Pharmaceutical companies are aggressively lobbying congress and the Obama administration in a broad campaign to press India into changing its intellectual property laws. India is a critical producer of affordable medicines, and competition among generic drug manufacturers there has brought down the price of medicines for HIV, TB, and cancer by more than 90 percent. [..]
The pharmaceutical lobby, led by Pfizer, is currently engaged in a concerted effort to pressure India to change its intellectual property laws. In June, 170 members of US congress wrote a letter to President Obama urging him to send a “strong signal” to India’s high-level officials about its intellectual property policies, and numerous congressional hearings have been held in the past year designed in part to criticize India’s robust defense of public health. Several interest groups have been created to lobby the US government about India’s policies and in early September, US congressional trade leaders requested that the US International Trade Commission initiate an official investigation on India’s intellectual property laws. [..]
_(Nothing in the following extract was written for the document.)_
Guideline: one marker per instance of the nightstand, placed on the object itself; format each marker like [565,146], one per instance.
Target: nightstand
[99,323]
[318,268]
Earlier this year, Novartis lost a seven-year-battle to claim a patent on the salt form of the cancer drug imatinib, marketed as Gleevec. The Indian Supreme Court ruled that this new formulation did not meet the patentability requirement in Indian patent law, which limits the common pharmaceutical industry practice of “evergreening,” or extending drug patents on existing drugs in order to lengthen monopolies. [..]
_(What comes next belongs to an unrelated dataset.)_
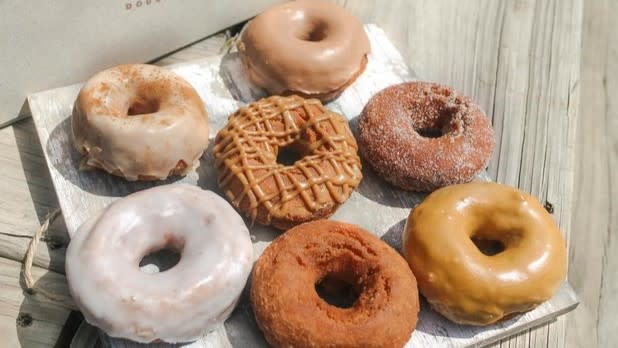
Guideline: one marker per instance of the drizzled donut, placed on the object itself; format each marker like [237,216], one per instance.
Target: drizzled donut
[179,304]
[140,122]
[271,193]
These decisions by the Indian judiciary and government are compliant with all existing international law, including those rules outlined in the World Trade Organization Agreement on Trade Related Aspects of Intellectual Property (TRIPS) and the Doha Declaration on TRIPS and Public Health. Both defend access to existing medicines by allowing countries to use legal flexibilities such as patent oppositions and compulsory licenses to overcome intellectual property barriers. Nevertheless, some US pharmaceutical companies are crying foul, and wrongly accusing India’s patent system of not being consistent with TRIPS.
(all emphasis mine)
As Prof. Turley points out, India is forcing down the cost of drugs making life saving drugs available to millions. If Big Pharma is successful the impact will be life threatening to millions around the world.